Cole didn’t want to be just another kid working a corner. He wanted to be the black Meyer Lansky. No more drug addicts. No more gunfights on the streets. If you clean the money, you get clean yourself. You wear a suit like a legitimate businessman. Fuck that, you are a legitimate businessman.
By the time he was twenty, Cole had a minority share in a dozen restaurants. In barbershops. In car washes. Even a few laundromats. Any business that handled cash, with minimal recordkeeping, Cole wanted a piece of it. He’d mix in drug money with the cash proceeds and deposit it all as legitimate income.

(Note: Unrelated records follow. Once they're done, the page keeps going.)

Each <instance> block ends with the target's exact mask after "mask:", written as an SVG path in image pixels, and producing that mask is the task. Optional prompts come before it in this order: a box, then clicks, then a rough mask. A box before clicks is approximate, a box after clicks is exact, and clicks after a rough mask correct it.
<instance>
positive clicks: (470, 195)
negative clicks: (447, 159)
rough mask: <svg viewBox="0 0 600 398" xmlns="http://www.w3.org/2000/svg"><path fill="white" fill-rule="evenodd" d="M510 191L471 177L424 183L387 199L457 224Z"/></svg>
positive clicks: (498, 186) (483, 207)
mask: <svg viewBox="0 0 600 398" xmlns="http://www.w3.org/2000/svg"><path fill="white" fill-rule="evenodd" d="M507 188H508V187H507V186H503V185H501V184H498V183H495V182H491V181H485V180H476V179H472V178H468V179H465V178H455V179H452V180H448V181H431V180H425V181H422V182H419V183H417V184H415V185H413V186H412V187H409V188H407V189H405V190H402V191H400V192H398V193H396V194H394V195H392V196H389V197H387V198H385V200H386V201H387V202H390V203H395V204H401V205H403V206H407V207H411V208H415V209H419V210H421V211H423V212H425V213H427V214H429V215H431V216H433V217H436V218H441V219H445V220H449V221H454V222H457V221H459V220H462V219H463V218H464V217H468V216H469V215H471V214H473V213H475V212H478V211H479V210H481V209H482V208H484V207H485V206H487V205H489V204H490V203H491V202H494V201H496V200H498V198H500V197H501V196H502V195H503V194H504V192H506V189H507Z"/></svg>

The entire time, he kept a low profile. No flash. He paid federal agents to keep him out of the files. FBI, DEA, ATF, IRS, even Interpol. Cole stayed invisible.
He bought more businesses all over the country. Better restaurants, nightclubs. If the bartender would take a hundred-dollar bill from you without blinking, Cole wanted to meet the owner.
He got so good at it, he started handling other people’s money. Not from rival gangs, of course. Some lines don’t get crossed. But there were plenty of other criminal enterprises with money that needed cleaning. He didn’t get nervous about taking that money from white men in suits and giving most of it back to them. In fact, he would use the opportunity to learn everything he could about their operations, every last detail, until he could take over from the inside, like a Greek soldier from a Trojan horse, eliminating anyone who dared stand in his way.
By the time he was thirty, Cole had grown smarter and even more powerful. He expanded overseas, first in the Cayman Islands, then in Mexico, Brazil, Russia, Poland, Belarus—any country with soft banking laws. He always kept the money moving, more and more of it, faster and faster, in amounts small enough to avoid suspicion, but times a hundred, then a thousand, using accounts in other people’s names. People he could trust. People who knew the penalty for betraying him. The money would be round-tripped from one “smurf” account to another, Kraków to Rio to Jakarta, before coming back to Chicago.
When the time was right, he moved back into the drug business, but he did it the smart way, on the wholesale end. There was already a direct pipeline from the Mexican cartels to Chicago—Cole took this over and made life easier for the Mexicans by giving them one single contact to work with. Then he supplied the product to high-level dealers who would move it throughout the entire Midwest. So instead of having a thousand customers, he had twenty or thirty, all men he could trust. This was how he managed the risk and maximized the revenue. Then he channeled that money into more and more legitimate businesses.
He hired the best accountants. He hired the best attorneys. And he paid off the dirtiest cops. He grew his business into an empire.
Most cops know how to follow criminals. Only a select few of them are good at following money. Cole stayed ahead of them for years until they finally brought him down on a federal RICO case. He’d been here in Terre Haute ever since.
It was a story Mason never thought he’d hear. Not from Darius Cole himself. He never thought he’d make a second trip to the Secure Housing Unit. Or that the third trip would be permanent.
The same two men came to get him that day. Mason ignored the stares and followed them out of the cellblock. As he walked between them, he had time to think it over. It must have been a hell of a first conversation or there wouldn’t be a second. But what did Cole really want from him? If he wanted Mason’s ticket punched, that would have happened already. Out in the yard or in the cafeteria. You wouldn’t walk the man right to your cell.
When he got there, Cole was sitting at his desk with his back to him. He turned and gave Mason a quick nod. He was wearing the same rimless reading glasses that made him look like a prison librarian.